The most outstanding moment of this project, or the “Eureka!” moment, happened in March 2017, when Bierie and colleagues published an article where they present β4-integrin expression as a cancer stem cell surface marker for partially mesenchymal cells. In MDA-MB-231 cells the β4-integrin-positive cells associate with a more epithelial morphology that has less tumorigenic properties. This made us question whether a similar effect was ongoing in our cells when tissue factor signaling was inhibited.

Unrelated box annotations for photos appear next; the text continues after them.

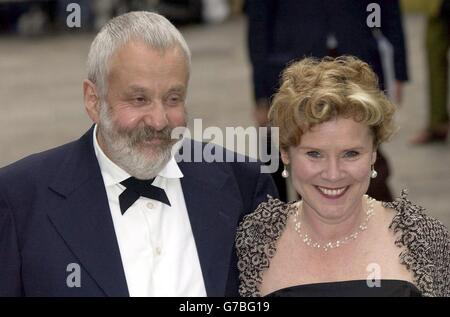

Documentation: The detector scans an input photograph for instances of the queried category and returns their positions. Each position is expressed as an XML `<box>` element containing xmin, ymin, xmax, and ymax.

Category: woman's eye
<box><xmin>344</xmin><ymin>151</ymin><xmax>359</xmax><ymax>158</ymax></box>
<box><xmin>306</xmin><ymin>151</ymin><xmax>320</xmax><ymax>158</ymax></box>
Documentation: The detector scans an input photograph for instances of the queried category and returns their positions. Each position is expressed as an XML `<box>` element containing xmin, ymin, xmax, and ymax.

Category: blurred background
<box><xmin>0</xmin><ymin>0</ymin><xmax>450</xmax><ymax>227</ymax></box>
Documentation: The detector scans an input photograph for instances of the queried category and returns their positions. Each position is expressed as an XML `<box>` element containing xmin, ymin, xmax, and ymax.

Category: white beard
<box><xmin>98</xmin><ymin>102</ymin><xmax>176</xmax><ymax>179</ymax></box>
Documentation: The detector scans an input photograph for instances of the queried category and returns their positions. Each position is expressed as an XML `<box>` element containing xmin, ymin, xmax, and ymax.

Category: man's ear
<box><xmin>280</xmin><ymin>149</ymin><xmax>291</xmax><ymax>165</ymax></box>
<box><xmin>83</xmin><ymin>79</ymin><xmax>100</xmax><ymax>123</ymax></box>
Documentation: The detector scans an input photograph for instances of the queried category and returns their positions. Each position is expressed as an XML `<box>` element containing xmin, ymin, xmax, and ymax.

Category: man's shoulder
<box><xmin>0</xmin><ymin>141</ymin><xmax>76</xmax><ymax>180</ymax></box>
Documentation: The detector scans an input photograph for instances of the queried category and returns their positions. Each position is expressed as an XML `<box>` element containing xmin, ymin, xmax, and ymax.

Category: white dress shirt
<box><xmin>94</xmin><ymin>125</ymin><xmax>206</xmax><ymax>297</ymax></box>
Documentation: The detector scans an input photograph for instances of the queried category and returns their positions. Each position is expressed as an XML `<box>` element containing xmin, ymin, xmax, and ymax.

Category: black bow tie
<box><xmin>119</xmin><ymin>177</ymin><xmax>170</xmax><ymax>215</ymax></box>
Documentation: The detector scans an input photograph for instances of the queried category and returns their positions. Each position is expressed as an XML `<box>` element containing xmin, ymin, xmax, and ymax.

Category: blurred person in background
<box><xmin>403</xmin><ymin>0</ymin><xmax>450</xmax><ymax>145</ymax></box>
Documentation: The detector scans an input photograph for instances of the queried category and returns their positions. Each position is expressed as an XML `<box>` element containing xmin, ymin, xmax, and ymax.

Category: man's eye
<box><xmin>344</xmin><ymin>151</ymin><xmax>359</xmax><ymax>158</ymax></box>
<box><xmin>306</xmin><ymin>151</ymin><xmax>320</xmax><ymax>158</ymax></box>
<box><xmin>134</xmin><ymin>97</ymin><xmax>146</xmax><ymax>103</ymax></box>
<box><xmin>167</xmin><ymin>95</ymin><xmax>183</xmax><ymax>104</ymax></box>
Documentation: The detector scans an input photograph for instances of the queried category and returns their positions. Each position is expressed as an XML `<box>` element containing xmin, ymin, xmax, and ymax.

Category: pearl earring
<box><xmin>370</xmin><ymin>165</ymin><xmax>378</xmax><ymax>178</ymax></box>
<box><xmin>281</xmin><ymin>165</ymin><xmax>289</xmax><ymax>178</ymax></box>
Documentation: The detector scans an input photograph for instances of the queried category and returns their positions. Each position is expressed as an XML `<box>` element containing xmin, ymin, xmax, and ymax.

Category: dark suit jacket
<box><xmin>245</xmin><ymin>0</ymin><xmax>407</xmax><ymax>100</ymax></box>
<box><xmin>0</xmin><ymin>129</ymin><xmax>276</xmax><ymax>296</ymax></box>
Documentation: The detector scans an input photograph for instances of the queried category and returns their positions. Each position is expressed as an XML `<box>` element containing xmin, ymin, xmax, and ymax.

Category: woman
<box><xmin>236</xmin><ymin>57</ymin><xmax>450</xmax><ymax>296</ymax></box>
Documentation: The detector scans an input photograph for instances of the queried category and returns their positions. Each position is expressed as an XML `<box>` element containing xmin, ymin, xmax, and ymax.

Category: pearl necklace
<box><xmin>293</xmin><ymin>195</ymin><xmax>375</xmax><ymax>251</ymax></box>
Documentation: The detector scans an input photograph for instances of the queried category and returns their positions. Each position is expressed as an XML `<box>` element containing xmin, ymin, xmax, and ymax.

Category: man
<box><xmin>245</xmin><ymin>0</ymin><xmax>407</xmax><ymax>201</ymax></box>
<box><xmin>0</xmin><ymin>12</ymin><xmax>276</xmax><ymax>296</ymax></box>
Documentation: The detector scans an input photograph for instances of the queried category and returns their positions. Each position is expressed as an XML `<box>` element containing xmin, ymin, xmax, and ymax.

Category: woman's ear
<box><xmin>83</xmin><ymin>79</ymin><xmax>100</xmax><ymax>123</ymax></box>
<box><xmin>372</xmin><ymin>148</ymin><xmax>377</xmax><ymax>165</ymax></box>
<box><xmin>280</xmin><ymin>149</ymin><xmax>291</xmax><ymax>165</ymax></box>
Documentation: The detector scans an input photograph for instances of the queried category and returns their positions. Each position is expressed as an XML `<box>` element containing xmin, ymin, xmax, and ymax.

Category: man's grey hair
<box><xmin>87</xmin><ymin>11</ymin><xmax>191</xmax><ymax>98</ymax></box>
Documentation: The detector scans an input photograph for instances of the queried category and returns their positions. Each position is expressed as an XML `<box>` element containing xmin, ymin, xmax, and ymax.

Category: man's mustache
<box><xmin>122</xmin><ymin>126</ymin><xmax>172</xmax><ymax>146</ymax></box>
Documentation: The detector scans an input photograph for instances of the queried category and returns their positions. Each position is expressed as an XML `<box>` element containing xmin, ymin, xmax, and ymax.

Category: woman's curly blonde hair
<box><xmin>269</xmin><ymin>56</ymin><xmax>395</xmax><ymax>150</ymax></box>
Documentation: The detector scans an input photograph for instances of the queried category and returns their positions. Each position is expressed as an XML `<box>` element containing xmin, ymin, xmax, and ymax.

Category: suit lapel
<box><xmin>179</xmin><ymin>157</ymin><xmax>243</xmax><ymax>296</ymax></box>
<box><xmin>48</xmin><ymin>129</ymin><xmax>129</xmax><ymax>296</ymax></box>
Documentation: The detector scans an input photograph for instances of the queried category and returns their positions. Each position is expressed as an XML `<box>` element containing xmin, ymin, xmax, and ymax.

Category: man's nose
<box><xmin>144</xmin><ymin>102</ymin><xmax>169</xmax><ymax>131</ymax></box>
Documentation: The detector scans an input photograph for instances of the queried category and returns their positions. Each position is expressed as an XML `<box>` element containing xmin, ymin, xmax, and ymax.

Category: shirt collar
<box><xmin>93</xmin><ymin>124</ymin><xmax>183</xmax><ymax>186</ymax></box>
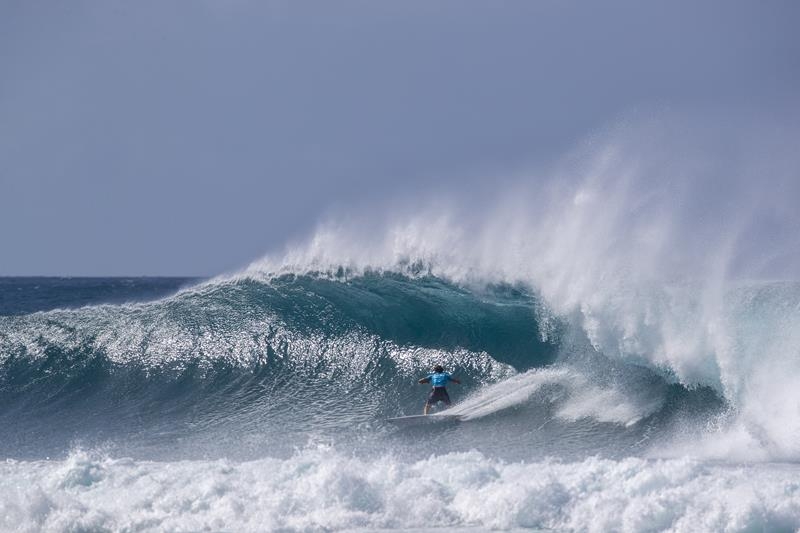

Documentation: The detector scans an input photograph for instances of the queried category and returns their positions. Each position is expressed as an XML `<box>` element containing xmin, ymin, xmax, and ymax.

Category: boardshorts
<box><xmin>428</xmin><ymin>387</ymin><xmax>450</xmax><ymax>405</ymax></box>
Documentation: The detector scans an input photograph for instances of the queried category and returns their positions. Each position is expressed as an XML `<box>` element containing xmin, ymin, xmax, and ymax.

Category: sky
<box><xmin>0</xmin><ymin>0</ymin><xmax>800</xmax><ymax>276</ymax></box>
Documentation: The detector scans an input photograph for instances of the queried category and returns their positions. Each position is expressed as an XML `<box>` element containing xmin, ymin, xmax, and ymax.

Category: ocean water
<box><xmin>0</xmin><ymin>271</ymin><xmax>800</xmax><ymax>531</ymax></box>
<box><xmin>0</xmin><ymin>118</ymin><xmax>800</xmax><ymax>532</ymax></box>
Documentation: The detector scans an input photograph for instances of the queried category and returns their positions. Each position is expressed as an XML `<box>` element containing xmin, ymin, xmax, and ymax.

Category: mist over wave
<box><xmin>0</xmin><ymin>110</ymin><xmax>800</xmax><ymax>531</ymax></box>
<box><xmin>246</xmin><ymin>114</ymin><xmax>800</xmax><ymax>459</ymax></box>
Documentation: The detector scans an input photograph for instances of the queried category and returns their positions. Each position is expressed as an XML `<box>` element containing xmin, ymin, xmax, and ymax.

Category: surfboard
<box><xmin>386</xmin><ymin>414</ymin><xmax>461</xmax><ymax>426</ymax></box>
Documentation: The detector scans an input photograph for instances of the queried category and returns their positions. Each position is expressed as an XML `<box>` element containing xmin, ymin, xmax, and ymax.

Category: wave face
<box><xmin>0</xmin><ymin>112</ymin><xmax>800</xmax><ymax>531</ymax></box>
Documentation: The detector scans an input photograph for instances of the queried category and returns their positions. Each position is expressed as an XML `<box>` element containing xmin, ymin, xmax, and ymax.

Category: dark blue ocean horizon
<box><xmin>0</xmin><ymin>276</ymin><xmax>200</xmax><ymax>316</ymax></box>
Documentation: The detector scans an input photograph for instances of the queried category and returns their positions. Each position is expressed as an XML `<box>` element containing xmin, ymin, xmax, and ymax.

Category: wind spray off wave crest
<box><xmin>247</xmin><ymin>111</ymin><xmax>800</xmax><ymax>458</ymax></box>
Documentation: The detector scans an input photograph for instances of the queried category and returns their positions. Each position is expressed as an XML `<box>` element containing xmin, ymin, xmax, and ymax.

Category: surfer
<box><xmin>419</xmin><ymin>365</ymin><xmax>461</xmax><ymax>415</ymax></box>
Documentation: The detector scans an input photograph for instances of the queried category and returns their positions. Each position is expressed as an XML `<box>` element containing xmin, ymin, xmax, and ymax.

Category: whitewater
<box><xmin>0</xmin><ymin>116</ymin><xmax>800</xmax><ymax>532</ymax></box>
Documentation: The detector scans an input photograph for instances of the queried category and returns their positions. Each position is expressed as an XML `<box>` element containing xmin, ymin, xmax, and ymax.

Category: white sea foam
<box><xmin>447</xmin><ymin>367</ymin><xmax>663</xmax><ymax>426</ymax></box>
<box><xmin>244</xmin><ymin>110</ymin><xmax>800</xmax><ymax>459</ymax></box>
<box><xmin>0</xmin><ymin>448</ymin><xmax>800</xmax><ymax>532</ymax></box>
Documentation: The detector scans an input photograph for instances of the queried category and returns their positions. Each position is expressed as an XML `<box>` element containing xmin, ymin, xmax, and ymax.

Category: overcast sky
<box><xmin>0</xmin><ymin>0</ymin><xmax>800</xmax><ymax>275</ymax></box>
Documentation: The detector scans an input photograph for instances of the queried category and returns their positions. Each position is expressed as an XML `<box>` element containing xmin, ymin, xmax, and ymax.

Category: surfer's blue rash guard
<box><xmin>428</xmin><ymin>372</ymin><xmax>451</xmax><ymax>387</ymax></box>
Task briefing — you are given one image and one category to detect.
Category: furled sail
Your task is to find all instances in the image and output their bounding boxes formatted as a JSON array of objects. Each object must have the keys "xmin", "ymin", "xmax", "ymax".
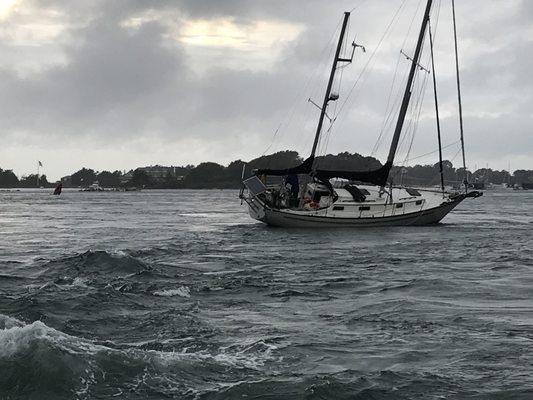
[
  {"xmin": 313, "ymin": 162, "xmax": 392, "ymax": 186},
  {"xmin": 255, "ymin": 157, "xmax": 392, "ymax": 186},
  {"xmin": 254, "ymin": 156, "xmax": 315, "ymax": 176}
]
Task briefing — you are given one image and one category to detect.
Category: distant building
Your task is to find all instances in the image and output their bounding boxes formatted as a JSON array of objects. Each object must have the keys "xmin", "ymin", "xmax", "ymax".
[{"xmin": 138, "ymin": 165, "xmax": 183, "ymax": 182}]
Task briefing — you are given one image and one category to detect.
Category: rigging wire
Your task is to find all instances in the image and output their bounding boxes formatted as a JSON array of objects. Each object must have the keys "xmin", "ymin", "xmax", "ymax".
[
  {"xmin": 261, "ymin": 15, "xmax": 342, "ymax": 156},
  {"xmin": 371, "ymin": 0, "xmax": 422, "ymax": 156}
]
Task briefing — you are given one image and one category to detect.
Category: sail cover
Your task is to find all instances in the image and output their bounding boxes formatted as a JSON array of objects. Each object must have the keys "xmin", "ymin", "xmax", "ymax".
[
  {"xmin": 254, "ymin": 157, "xmax": 315, "ymax": 176},
  {"xmin": 314, "ymin": 162, "xmax": 392, "ymax": 186}
]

And in line with their work, we observed a tremendous increase in β4-integrin expression with a persistent epithelial-like morphology in cell culture. (I am not going to lie, but after triple checking that paper, I did a small happy dance in cell culture after seeing my results).
To conclude, tissue factor promotes metastatic dissemination and cancer stemness via the regulation of β-integrins. When we inhibited tissue factor signaling, the mesenchymal profile and cancer stemness was downregulated, that resulted in less metastatic features. Furthermore, we have shown the underlying mechanism of action, where uncoupling of tissue factor/β1-integrin signaling pathway results in elevated β4-integrin expression, that eventually leads to suppressed metastasis (Fig. 2). As our clinical data shows that tissue factor expression was associated with poor survival in estrogen receptor negative tumors, we believe that disruption of tissue factor signaling in triple-negative breast tumors may help prevent relapse and increase the overall survival of these breast cancer patients.
Figure 2 Systematic overview of inhibition of tissue factor signaling in breast cancer. The tissue factor signaling inhibitor, Mab-10H10, disrupts the tissue factor/β1-integrin complex, increases tissue factor/β4-integrin complex formation, and results active conformation of integrins with FAK-activation. This promotes epithelial-like morphology with decreased breast cancer stemness and metastasis to the lungs.
1 Versteeg HH, Schaffner F, Kerver M, Petersen HH, Ahamed J, Felding-Habermann B et al. Inhibition of tissue factor signaling suppresses tumor growth. Blood 2008; 111: 190-199.
2 Shaker H, Harrison H, Clarke R, Landberg G, Bundred NJ, Versteeg HH et al. Tissue Factor promotes breast cancer stem cell activity in vitro. Oncotarget 2017; 8: 25915-25927.
3 Bierie B, Pierce SE, Kroeger C, Stover DG, Pattabiraman DR, Thiru P et al. Integrin-beta4 identifies cancer stem cell-enriched populations of partially mesenchymal carcinoma cells. Proc Natl Acad Sci U S A 2017; 114: E2337-E2346.